Notably, the very popular prophet model has the highest RMSE making it even less
accurate than the seasonal naive with drift model.
## Winkler Score
Next up, I will generate 5000 future sample paths and their distributions in
order to match the distributions already stored in the construction of the
prophet model. This will allow me check for accuracy using a Winkler test.
Just like RMSE, the lower the Winkler score the better.
```{r Winkler Score, warning=FALSE}
Employment_futures <- fits %>% dplyr::select(c("ets", "stlf", "arima_search",
"seasonal_naive_drift",
"combination")) %>%
# Generate 5000 future sample paths
generate(h = "4 years", times = 5000) %>%
# Compute forecast distributions from future sample paths
as_tibble() %>%
group_by(Month, .model) %>%
summarise(dist = distributional::dist_sample(list(.sim))) %>%
ungroup() %>%
# Create fable object
as_fable(index = Month, key = .model,
distribution = dist, response = "Employed")
# Match the prophet 5000 future sample paths and join with Employment Futures
prophet_futures <- Employment_forecasts %>%
filter(.model=="prophet") %>%
dplyr::select(.model, Month, Employed) %>%
`colnames<-`(c(".model","Month","dist")) %>%
as_fable(index = Month, key = .model, distribution = dist,
response = "Employed")
Employment_futures <- Employment_futures %>%
full_join(prophet_futures,
by = join_by(Month,.model,dist))
# Winkler test
Employment_futures %>%
accuracy(test, measures = interval_accuracy_measures,
level = 95) %>%
arrange(winkler)
```
## Final Model
The combination model is the most accurate according to RMSE and and the Winkler
test. Let's visualize how the model performs with a simple plot.
```{r Final Model plot}
forecast(fits, h= "4 years") %>%
filter(.model=='combination') %>%
autoplot(train) +
autolayer(test, Employed, color = "red") +
labs(title = "US employment: Financial Activities",
y="Number of people (millions)",
x = "Year/Month")
```
## Summary
A couple of observations jump out right away from this investigative journey.

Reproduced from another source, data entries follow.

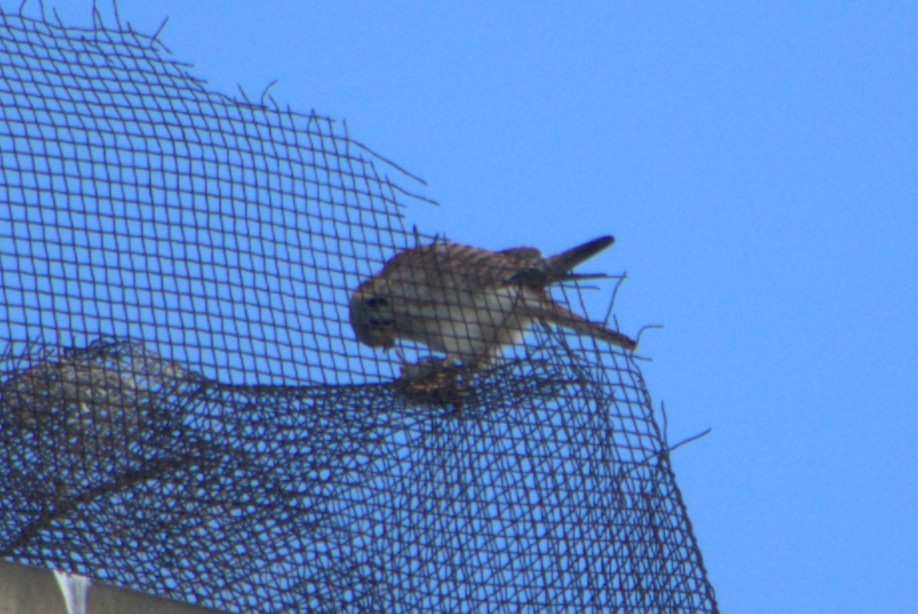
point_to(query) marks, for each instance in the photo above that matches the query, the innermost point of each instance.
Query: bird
(470, 303)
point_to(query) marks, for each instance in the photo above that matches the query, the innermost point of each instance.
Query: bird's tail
(553, 312)
(561, 264)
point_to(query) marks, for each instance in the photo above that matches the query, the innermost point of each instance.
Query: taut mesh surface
(184, 409)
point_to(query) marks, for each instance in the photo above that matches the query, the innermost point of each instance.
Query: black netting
(184, 409)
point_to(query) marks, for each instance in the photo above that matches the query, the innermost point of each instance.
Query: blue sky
(758, 165)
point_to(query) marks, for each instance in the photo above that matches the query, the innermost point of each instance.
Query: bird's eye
(375, 302)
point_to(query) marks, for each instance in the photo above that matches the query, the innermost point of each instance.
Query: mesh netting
(185, 410)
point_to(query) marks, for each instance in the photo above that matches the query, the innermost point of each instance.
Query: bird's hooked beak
(372, 318)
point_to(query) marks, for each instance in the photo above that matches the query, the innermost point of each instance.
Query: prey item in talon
(431, 382)
(469, 303)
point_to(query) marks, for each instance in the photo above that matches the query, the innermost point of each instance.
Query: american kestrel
(469, 303)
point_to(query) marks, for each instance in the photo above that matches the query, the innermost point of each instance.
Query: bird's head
(372, 317)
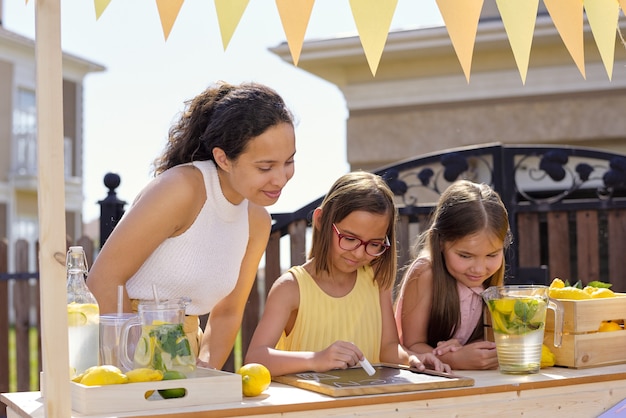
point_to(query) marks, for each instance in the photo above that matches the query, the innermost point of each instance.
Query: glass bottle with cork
(83, 314)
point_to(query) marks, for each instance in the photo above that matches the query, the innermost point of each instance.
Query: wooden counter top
(555, 390)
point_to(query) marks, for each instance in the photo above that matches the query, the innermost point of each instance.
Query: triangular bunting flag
(100, 6)
(461, 20)
(373, 20)
(519, 19)
(168, 11)
(568, 20)
(603, 16)
(295, 15)
(229, 14)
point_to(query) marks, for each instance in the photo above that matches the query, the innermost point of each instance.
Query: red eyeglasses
(350, 243)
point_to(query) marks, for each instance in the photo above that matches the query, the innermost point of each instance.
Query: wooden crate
(206, 388)
(583, 346)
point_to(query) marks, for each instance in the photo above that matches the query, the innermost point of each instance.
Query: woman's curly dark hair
(225, 116)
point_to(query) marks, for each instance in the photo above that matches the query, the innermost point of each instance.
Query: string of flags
(461, 17)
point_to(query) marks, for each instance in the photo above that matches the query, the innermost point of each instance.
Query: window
(25, 132)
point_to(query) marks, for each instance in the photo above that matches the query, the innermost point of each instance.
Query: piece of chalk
(367, 367)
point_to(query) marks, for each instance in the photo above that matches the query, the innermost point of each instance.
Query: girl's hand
(338, 355)
(449, 346)
(420, 361)
(479, 355)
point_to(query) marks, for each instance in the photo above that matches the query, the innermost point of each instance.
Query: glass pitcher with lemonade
(163, 344)
(518, 318)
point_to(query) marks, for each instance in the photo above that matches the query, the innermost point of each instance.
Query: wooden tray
(583, 346)
(388, 378)
(206, 388)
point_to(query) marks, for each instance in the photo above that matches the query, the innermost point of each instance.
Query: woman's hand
(420, 361)
(338, 355)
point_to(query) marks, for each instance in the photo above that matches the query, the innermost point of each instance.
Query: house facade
(420, 101)
(18, 139)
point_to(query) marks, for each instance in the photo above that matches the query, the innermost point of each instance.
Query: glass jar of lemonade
(83, 314)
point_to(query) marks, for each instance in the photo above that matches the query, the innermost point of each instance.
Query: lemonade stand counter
(551, 392)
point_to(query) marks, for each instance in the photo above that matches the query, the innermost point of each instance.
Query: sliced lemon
(144, 374)
(76, 319)
(143, 352)
(602, 292)
(505, 305)
(608, 326)
(557, 283)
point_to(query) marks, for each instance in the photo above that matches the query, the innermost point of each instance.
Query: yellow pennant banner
(568, 20)
(373, 20)
(295, 16)
(461, 19)
(519, 19)
(229, 14)
(168, 12)
(100, 5)
(603, 16)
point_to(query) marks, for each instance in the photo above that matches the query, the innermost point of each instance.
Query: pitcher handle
(122, 354)
(558, 309)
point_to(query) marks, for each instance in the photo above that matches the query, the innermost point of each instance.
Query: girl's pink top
(471, 310)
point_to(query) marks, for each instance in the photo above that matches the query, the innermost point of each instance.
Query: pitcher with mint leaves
(163, 344)
(518, 318)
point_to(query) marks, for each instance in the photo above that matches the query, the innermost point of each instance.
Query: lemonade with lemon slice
(518, 326)
(164, 346)
(83, 332)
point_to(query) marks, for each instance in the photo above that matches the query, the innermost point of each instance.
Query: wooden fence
(19, 312)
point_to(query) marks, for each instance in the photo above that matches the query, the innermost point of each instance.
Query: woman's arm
(226, 316)
(165, 208)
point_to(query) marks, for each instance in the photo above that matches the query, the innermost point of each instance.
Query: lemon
(607, 326)
(143, 352)
(173, 393)
(505, 305)
(547, 357)
(255, 378)
(90, 310)
(557, 283)
(76, 319)
(569, 292)
(144, 374)
(602, 292)
(103, 375)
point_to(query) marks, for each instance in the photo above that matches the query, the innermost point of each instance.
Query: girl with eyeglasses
(336, 309)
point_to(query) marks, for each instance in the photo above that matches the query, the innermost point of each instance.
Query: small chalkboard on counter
(388, 378)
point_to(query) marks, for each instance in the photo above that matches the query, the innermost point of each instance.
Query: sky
(129, 107)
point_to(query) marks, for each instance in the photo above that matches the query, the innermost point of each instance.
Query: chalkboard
(387, 379)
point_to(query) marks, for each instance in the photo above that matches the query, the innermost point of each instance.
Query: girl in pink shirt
(439, 307)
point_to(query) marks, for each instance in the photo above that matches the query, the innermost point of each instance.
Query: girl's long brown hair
(464, 208)
(357, 191)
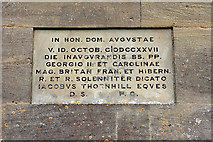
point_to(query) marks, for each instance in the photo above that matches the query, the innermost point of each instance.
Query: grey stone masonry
(188, 119)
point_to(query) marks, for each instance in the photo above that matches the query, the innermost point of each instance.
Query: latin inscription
(111, 66)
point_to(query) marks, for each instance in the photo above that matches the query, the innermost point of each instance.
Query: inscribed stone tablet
(120, 66)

The final combination model is extremely accurate within the first year. This is
followed by the 2020 decline. No statistical model could have possibly foreseen
the Covid-19 pandemic, nor the economic challenges it wrought. If I was
responsible for producing short term forecasts of month to month changes during
2020, I would have been forced to use some form of scenario based forecasting
which would have included some generalized economic data. I would have also
considered assembling a panel of experts to help produce a Delphi forecast.

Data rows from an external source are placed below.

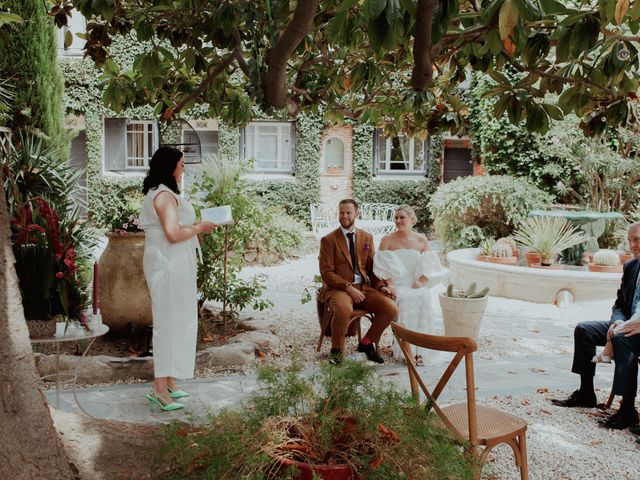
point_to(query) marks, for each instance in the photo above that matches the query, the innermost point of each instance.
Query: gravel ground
(561, 443)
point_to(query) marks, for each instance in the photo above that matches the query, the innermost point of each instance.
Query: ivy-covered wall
(83, 95)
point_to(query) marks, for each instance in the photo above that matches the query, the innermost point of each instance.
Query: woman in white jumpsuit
(170, 268)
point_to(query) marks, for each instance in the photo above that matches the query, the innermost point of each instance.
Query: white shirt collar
(345, 231)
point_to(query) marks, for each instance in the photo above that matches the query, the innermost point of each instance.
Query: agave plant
(547, 236)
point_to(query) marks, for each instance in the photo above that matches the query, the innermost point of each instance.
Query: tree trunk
(274, 83)
(29, 444)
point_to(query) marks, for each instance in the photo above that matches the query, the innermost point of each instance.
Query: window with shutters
(76, 24)
(140, 144)
(270, 145)
(129, 144)
(400, 154)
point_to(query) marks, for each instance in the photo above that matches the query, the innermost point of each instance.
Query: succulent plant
(605, 257)
(547, 236)
(510, 242)
(485, 246)
(501, 250)
(470, 292)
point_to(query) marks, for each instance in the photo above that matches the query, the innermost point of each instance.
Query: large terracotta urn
(123, 293)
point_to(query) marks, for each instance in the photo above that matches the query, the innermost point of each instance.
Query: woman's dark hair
(161, 168)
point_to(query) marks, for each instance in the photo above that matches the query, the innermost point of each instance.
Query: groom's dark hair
(351, 201)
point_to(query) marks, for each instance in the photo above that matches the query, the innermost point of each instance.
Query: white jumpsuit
(171, 273)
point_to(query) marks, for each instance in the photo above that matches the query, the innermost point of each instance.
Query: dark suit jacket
(622, 306)
(335, 262)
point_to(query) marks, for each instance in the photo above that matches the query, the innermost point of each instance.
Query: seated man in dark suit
(346, 267)
(626, 346)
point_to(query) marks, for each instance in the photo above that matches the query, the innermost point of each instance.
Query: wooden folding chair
(479, 425)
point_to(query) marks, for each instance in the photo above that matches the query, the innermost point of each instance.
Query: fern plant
(547, 236)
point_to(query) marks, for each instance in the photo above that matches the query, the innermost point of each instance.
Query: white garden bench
(375, 218)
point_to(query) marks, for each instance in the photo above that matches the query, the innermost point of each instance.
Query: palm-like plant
(547, 236)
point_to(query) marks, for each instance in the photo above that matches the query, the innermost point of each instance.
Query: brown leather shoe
(620, 421)
(370, 352)
(577, 399)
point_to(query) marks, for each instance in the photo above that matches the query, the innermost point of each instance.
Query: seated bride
(406, 264)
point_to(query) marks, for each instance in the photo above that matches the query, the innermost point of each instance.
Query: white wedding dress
(171, 273)
(404, 267)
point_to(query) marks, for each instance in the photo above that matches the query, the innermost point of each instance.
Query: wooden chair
(480, 426)
(326, 325)
(607, 406)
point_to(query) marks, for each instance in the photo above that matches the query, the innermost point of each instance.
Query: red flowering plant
(43, 246)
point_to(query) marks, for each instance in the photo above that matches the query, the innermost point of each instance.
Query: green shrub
(335, 416)
(110, 197)
(255, 227)
(470, 209)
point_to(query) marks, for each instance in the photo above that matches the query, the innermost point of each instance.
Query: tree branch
(574, 80)
(212, 73)
(274, 83)
(422, 69)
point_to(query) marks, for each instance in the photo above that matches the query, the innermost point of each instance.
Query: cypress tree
(29, 58)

When we move past the first two years, the shaded prediction intervals in all
models are extremely wide. Therefore, it would make more sense to
forecast this particular series two years at a time instead of four. A well
trained long term forecast of 4 to 5 years, however, is still quite useful for
evaluating the realm of possibilities the future may bring.